Il messaggio di Mojtaba Khamenei: tono duro e richieste di coesione nazionale
Il testo, diffuso senza alcuna registrazione audio o video del leader, è stato letto da una giornalista della televisione di Stato e si presenta con un tono severo, più duro rispetto a quello del padre, senza aperture verso una de-escalation.

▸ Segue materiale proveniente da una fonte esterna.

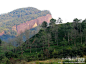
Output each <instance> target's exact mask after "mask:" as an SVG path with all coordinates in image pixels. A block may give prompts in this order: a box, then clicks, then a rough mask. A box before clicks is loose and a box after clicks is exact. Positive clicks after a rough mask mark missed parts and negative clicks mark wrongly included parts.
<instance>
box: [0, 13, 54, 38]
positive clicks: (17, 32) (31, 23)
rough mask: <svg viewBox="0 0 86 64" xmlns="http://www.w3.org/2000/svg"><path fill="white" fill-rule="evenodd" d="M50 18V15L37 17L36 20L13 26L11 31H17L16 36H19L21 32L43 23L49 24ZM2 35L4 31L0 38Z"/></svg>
mask: <svg viewBox="0 0 86 64" xmlns="http://www.w3.org/2000/svg"><path fill="white" fill-rule="evenodd" d="M51 18H52V16H51V15H50V14H47V15H46V16H42V17H38V18H37V19H34V20H31V21H27V22H26V23H22V24H20V25H17V26H16V25H15V26H13V27H12V30H14V31H17V34H20V33H21V32H24V31H25V30H28V29H31V28H34V27H36V26H38V25H40V24H42V22H43V21H46V22H47V23H49V22H50V19H51ZM3 34H4V31H3V32H1V33H0V36H2V35H3Z"/></svg>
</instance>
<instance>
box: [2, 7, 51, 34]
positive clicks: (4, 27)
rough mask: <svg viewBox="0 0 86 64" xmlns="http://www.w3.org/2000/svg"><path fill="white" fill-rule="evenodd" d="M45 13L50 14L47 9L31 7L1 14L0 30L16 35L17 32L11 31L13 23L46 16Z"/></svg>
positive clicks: (27, 20) (8, 33)
mask: <svg viewBox="0 0 86 64" xmlns="http://www.w3.org/2000/svg"><path fill="white" fill-rule="evenodd" d="M46 14H50V12H49V11H47V10H44V11H41V10H38V9H36V8H33V7H28V8H20V9H17V10H14V11H12V12H9V13H7V14H2V15H0V32H2V31H4V32H5V34H10V35H16V34H17V32H16V31H12V27H13V26H14V25H19V24H20V23H25V22H26V21H30V20H33V19H37V18H38V17H41V16H46ZM9 32H10V33H9Z"/></svg>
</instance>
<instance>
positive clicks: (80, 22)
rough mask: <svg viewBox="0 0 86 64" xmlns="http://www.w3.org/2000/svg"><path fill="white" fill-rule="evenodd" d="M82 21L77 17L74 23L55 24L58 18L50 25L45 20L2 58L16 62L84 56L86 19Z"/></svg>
mask: <svg viewBox="0 0 86 64" xmlns="http://www.w3.org/2000/svg"><path fill="white" fill-rule="evenodd" d="M60 19H61V18H60ZM80 21H81V20H79V19H77V18H76V19H74V20H73V22H72V23H69V22H67V23H65V24H55V22H56V20H55V19H51V20H50V24H49V26H47V22H45V21H44V22H43V23H42V29H41V30H40V31H39V32H38V33H37V34H36V35H34V36H33V37H32V38H30V39H28V38H27V40H26V41H25V43H22V41H21V40H19V41H18V43H20V46H19V47H17V48H14V49H13V50H11V51H6V52H5V53H4V54H3V56H1V57H0V59H1V61H2V62H3V60H4V59H7V60H6V62H9V63H14V64H15V61H18V62H21V61H22V60H25V61H28V62H29V61H32V60H45V59H50V58H65V57H77V56H80V57H83V56H84V55H86V52H85V51H86V19H85V20H83V21H82V22H80ZM34 33H35V32H34ZM21 43H22V44H21Z"/></svg>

Mojtaba Khamenei ha ribadito la necessità di mantenere il blocco dello Stretto di Hormuz come strumento di pressione contro gli avversari e ha chiesto ai Paesi vicini di chiudere le basi militari americane nel Golfo, definendo le promesse statunitensi di sicurezza “menzogne”. Il messaggio contiene anche un ultimatum per ottenere risarcimenti per i danni inflitti alle infrastrutture iraniane, minacciando in caso di rifiuto di confiscare beni nemici o di distruggere proprietà equivalenti.
Parallelamente, Mojtaba ha esortato all’unità nazionale e alla coesione interna, avvertendo contro ogni forma di dissenso che possa minare l’unità della nazione iraniana, soprattutto in un momento così delicato. Il suo discorso si conclude con un ringraziamento ai combattenti iraniani e ai gruppi alleati come Hezbollah e gli Houthi, in un chiaro segnale di continuità con la linea politica del padre.
Rezaei è il nuovo consigliere militare?
Nelle ultime ore, l’agenzia Sabrin News ha riportato che Mojtaba Khamenei ha nominato Mohsen Rezaei, ex comandante delle Guardie Rivoluzionarie e membro del Consiglio iraniano per la salvaguardia degli interessi del regime, come suo consigliere militare. Una mossa che sottolinea l’intenzione di consolidare un apparato di sicurezza solido in un momento di tensione elevata.
Intanto, dal fronte internazionale arrivano notizie curiose e controverse: il New York Post ha riferito che Donald Trump avrebbe reagito con ilarità alla notizia di un’indiscrezione secondo cui Mojtaba Khamenei potrebbe essere gay, con il padre Ali Khamenei che, secondo le fonti, avrebbe temuto per la sua idoneità al ruolo a causa di questa ragione. Si tratta di informazioni non confermate ufficialmente ma riportate da fonti di intelligence statunitensi.
Nel frattempo, la mancanza di apparizioni pubbliche del nuovo leader e l’assenza di registrazioni audio dei suoi discorsi continuano ad alimentare speculazioni sulla sua salute e sicurezza, rafforzate dalle notizie sul suo trasferimento segreto a Mosca per un intervento chirurgico. Il ministro degli Esteri iraniano Abbas Araghchi ha tuttavia rassicurato che non vi sarebbero problemi riguardo a Mojtaba Khamenei.